Leading the rush to rekindle business with Iran was Germany’s economic minister and vice chancellor Sigmar Gabriel, who recently spent the weekend in Tehran with a delegation of business representatives from engineering giants Siemens and Linde , and automobile manufactures Volkswagen and Mercedes. Iran’s state-owned news site IRNA said Germany and the Islamic Republic are slated to hold their first economic conference in over a decade.

Iran has perverted Western technology for oppressive purposes

What went unnoticed in Gabriel’s visit is the misuse of Western technology for repression. Take one salient example: The communications giant Nokia-Siemens (since renamed Nokia Networks) sold Iran advanced surveillance technology in 2008. A year later, the equipment enabled Tehran to disrupt internet usage during the pro-democracy Green Movement protests. Iranians were outraged and urged a boycott of the company.

Until as recently as last month, Iran sought illicit nuclear and missile technology in Germany. According to the country’s domestic intelligence agency, Berlin “anticipates that Iran will continue its intensive procurement efforts in Germany (especially via covert structures).” All of this helps to explain that equipment from Western companies, particularly “dual-use” goods which can be converted into military uses, could advance Iran’s nuclear and armaments programs.

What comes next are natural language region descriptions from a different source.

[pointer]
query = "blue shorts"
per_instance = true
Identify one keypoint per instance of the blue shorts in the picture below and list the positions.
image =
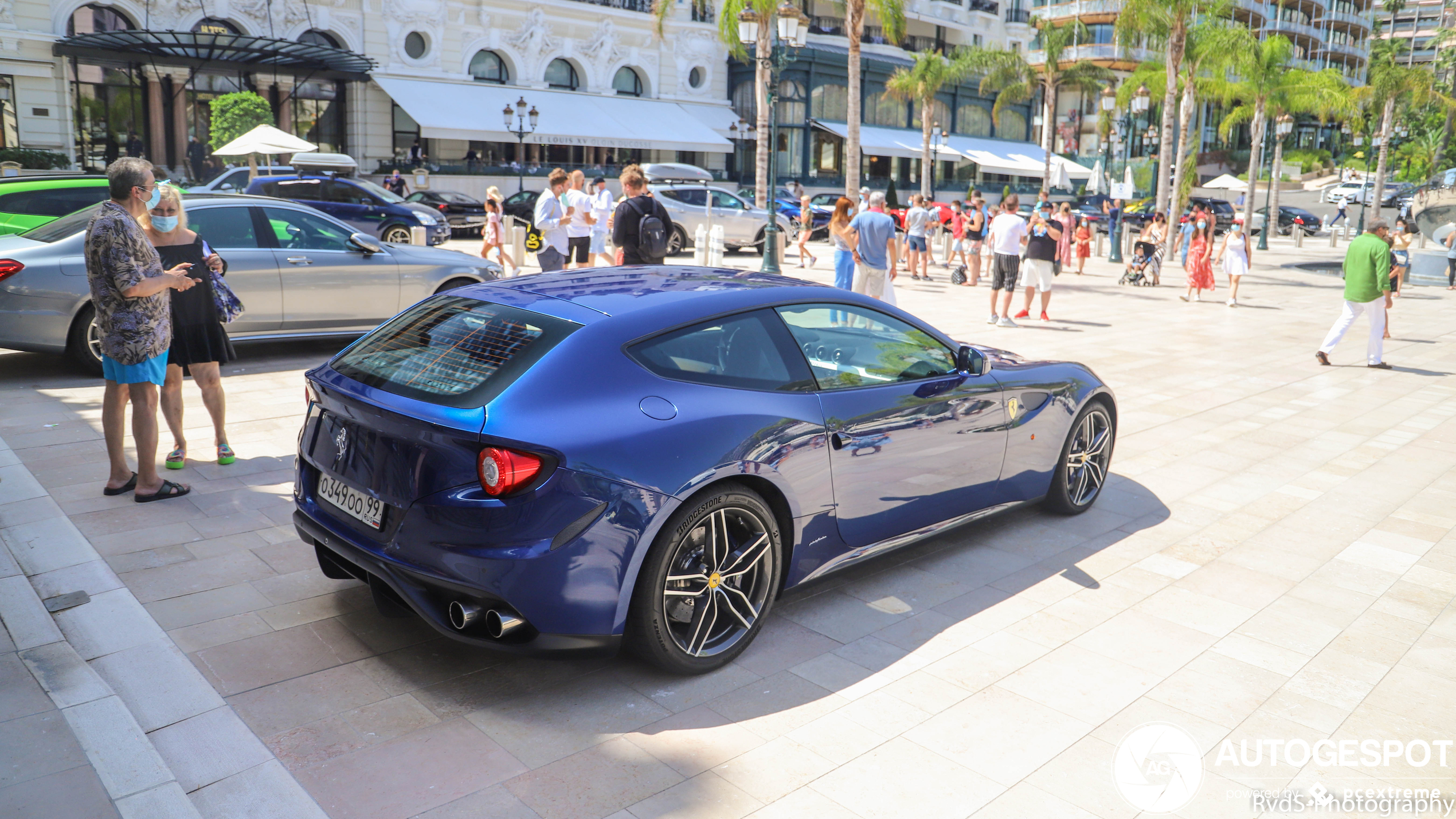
(152, 370)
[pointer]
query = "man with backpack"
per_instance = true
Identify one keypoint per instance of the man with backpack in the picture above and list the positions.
(641, 225)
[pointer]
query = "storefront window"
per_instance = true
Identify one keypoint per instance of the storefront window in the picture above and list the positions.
(318, 114)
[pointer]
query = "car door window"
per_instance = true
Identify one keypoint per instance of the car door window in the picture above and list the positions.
(852, 347)
(298, 230)
(727, 201)
(311, 190)
(747, 351)
(226, 228)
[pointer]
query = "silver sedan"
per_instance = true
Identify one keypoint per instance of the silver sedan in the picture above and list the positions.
(298, 272)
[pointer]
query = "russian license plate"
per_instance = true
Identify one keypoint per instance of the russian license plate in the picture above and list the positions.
(351, 501)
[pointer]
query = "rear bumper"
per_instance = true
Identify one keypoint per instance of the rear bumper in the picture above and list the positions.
(424, 595)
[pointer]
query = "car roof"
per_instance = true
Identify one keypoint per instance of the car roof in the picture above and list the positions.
(616, 291)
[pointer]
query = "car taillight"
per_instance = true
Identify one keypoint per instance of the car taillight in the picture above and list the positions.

Hence blue-chip companies like Siemens could suffer a reputational black eye – and corresponding drop in sales – if Iran manipulates the technology for nefarious purposes. In 2009, members of the European Parliament adopted a resolution stating that Nokia-Siemens surveillance equipment played a crucial role in the persecution and arrests of Iranian dissidents, and called for a ban on the sale of such technology. American legislators have advocated similar penalties.

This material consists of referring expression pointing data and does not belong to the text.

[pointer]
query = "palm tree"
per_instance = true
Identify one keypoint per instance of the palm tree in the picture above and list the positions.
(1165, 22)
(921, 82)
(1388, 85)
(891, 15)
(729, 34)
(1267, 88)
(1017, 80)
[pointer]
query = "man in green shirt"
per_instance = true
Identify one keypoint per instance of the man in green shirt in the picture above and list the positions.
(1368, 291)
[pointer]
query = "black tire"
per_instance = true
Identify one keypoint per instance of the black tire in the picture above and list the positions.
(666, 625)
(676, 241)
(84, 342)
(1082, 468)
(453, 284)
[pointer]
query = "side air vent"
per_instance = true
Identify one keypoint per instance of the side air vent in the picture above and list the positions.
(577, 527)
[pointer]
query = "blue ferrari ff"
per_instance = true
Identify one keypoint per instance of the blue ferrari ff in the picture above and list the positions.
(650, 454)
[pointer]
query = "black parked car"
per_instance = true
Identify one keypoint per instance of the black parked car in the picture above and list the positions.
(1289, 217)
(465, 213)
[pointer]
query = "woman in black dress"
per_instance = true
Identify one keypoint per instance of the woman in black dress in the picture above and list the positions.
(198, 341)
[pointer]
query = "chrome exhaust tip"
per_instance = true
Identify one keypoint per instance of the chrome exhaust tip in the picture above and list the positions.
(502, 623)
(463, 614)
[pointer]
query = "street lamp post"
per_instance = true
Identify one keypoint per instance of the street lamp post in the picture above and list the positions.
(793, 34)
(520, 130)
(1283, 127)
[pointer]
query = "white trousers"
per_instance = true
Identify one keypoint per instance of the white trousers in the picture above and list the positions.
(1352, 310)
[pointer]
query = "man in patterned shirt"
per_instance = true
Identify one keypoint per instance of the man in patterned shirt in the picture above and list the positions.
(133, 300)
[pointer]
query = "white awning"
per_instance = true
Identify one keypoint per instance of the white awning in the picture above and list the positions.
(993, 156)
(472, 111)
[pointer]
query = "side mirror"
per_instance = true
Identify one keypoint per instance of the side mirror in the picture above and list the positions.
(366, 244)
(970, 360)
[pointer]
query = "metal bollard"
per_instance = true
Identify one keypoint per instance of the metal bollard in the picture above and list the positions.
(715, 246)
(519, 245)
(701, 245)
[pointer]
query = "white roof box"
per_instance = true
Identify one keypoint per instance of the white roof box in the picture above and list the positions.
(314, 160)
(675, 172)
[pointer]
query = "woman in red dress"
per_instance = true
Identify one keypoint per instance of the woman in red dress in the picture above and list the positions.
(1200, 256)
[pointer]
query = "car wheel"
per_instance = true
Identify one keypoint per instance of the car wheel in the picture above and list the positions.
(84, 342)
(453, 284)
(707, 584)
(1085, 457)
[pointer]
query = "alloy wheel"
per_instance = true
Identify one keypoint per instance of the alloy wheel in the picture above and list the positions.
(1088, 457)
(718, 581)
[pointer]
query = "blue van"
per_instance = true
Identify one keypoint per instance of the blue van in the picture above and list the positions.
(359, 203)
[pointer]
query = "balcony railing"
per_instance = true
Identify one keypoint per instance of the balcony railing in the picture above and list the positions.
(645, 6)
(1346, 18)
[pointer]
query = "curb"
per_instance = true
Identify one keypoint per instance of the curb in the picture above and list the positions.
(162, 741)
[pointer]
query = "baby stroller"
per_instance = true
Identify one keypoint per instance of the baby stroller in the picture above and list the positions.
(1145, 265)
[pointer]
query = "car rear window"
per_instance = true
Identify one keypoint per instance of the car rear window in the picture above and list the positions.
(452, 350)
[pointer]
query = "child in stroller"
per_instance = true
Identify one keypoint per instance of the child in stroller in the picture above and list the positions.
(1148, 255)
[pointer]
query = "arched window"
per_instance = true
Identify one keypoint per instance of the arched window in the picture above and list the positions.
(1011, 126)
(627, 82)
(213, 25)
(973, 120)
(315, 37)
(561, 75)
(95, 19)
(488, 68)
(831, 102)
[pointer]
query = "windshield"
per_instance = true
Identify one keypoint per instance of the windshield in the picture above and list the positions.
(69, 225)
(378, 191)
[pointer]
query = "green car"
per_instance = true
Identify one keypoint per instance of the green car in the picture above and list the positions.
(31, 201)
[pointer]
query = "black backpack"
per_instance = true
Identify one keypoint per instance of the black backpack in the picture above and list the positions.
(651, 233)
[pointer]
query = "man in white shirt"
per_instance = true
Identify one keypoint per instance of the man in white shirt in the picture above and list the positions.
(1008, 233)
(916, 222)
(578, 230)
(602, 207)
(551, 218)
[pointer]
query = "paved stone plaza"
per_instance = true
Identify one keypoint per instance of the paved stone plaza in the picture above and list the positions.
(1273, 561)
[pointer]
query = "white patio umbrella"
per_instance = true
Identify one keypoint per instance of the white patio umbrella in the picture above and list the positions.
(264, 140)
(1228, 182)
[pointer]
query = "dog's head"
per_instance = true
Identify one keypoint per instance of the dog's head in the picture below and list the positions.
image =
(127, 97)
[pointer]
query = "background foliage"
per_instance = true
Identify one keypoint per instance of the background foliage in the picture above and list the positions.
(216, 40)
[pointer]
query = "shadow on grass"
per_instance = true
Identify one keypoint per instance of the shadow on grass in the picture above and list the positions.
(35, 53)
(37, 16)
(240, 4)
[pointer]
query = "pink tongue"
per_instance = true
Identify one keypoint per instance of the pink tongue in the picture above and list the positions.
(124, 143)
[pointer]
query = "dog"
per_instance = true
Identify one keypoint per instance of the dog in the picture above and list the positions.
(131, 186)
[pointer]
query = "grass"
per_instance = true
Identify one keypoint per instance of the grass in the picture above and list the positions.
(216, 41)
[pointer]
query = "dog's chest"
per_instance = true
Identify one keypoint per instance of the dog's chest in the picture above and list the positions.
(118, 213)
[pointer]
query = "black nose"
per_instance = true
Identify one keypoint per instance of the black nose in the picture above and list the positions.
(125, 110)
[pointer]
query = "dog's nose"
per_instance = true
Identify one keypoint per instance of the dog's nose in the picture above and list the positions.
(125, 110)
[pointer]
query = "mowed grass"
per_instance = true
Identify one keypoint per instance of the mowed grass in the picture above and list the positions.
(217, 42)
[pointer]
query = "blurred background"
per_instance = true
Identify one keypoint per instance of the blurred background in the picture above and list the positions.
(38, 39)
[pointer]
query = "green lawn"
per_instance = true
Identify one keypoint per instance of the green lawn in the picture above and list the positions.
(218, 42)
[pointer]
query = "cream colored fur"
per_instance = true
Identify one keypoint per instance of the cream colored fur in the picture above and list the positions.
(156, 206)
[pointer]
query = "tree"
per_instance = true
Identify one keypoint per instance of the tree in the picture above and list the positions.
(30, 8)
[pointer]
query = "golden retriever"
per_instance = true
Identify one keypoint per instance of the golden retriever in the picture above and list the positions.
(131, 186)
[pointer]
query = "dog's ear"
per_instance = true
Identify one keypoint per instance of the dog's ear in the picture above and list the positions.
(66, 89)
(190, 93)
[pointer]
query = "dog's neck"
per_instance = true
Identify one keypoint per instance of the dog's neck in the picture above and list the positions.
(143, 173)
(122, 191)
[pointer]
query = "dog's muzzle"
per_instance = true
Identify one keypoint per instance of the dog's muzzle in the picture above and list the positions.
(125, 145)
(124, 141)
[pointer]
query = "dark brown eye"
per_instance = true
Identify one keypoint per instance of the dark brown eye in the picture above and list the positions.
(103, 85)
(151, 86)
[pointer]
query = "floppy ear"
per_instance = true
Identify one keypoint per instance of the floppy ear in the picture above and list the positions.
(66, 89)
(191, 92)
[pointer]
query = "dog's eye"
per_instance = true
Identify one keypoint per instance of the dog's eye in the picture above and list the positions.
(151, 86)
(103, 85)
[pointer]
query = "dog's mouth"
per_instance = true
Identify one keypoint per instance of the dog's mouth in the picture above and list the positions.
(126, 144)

Traditionally, many German investors have ignored Iran’s misuse of its technology. In 2010, however, Siemens pulled the plug on its business in Iran because of the damage to its corporate reputation.

France and Germany will rush to Iranian consumers

Germany has over the last decade been Tehran’s leading trade partner in Europe, with pre-sanction bilateral trade hovering around $5 billion euros. Bilateral commerce saw an increase of 42.8% between January and May of 2014, according to the European Union. In the wake of the nuclear deal, the Federation of German Industries anticipates exports to the Islamic Republic could jump to more than €10 billion per year.

French companies are set to mirror their German competitors’ gold rush. Last Tuesday, 50 top executives from French companies were briefed on the Iran nuclear accord, and France’s main business lobby is sending a delegation of about 80 firms to Tehran at the end of September.

“To invest, company bosses need complete safety,” a French diplomat told Reuters. “They need financing, but banks will only finance if they are sure they won’t be penalised later.”

Many of Iran’s banks have played a critical role in financing the country’s illicit nuclear and ballistic-missiles program. The high revenue from Iranian business predicted by industry experts means the desire to report sanctions violations may be diminished. Moreover, the cumbersome Joint Commission that is responsible for adjudicating disputes does not lend itself to snapping back sanctions over Iranian violations.

Are the short-term profits worth it?

As the economic powerhouse of Europe, Germany largely sets the business rules for European trade. But the Germans are not alone. France’s foreign minister Laurent Fabius announced shortly after Gabriel’s trip that he plans to travel to Tehran next week as well.

Iran is rushing to open its doors for business. But European business leaders and politicians will have to consider well whether the prospect of short-term profits is worth joining hands with a radical theocracy that leads the world in terror sponsorship while oppressing its own long-suffering citizens.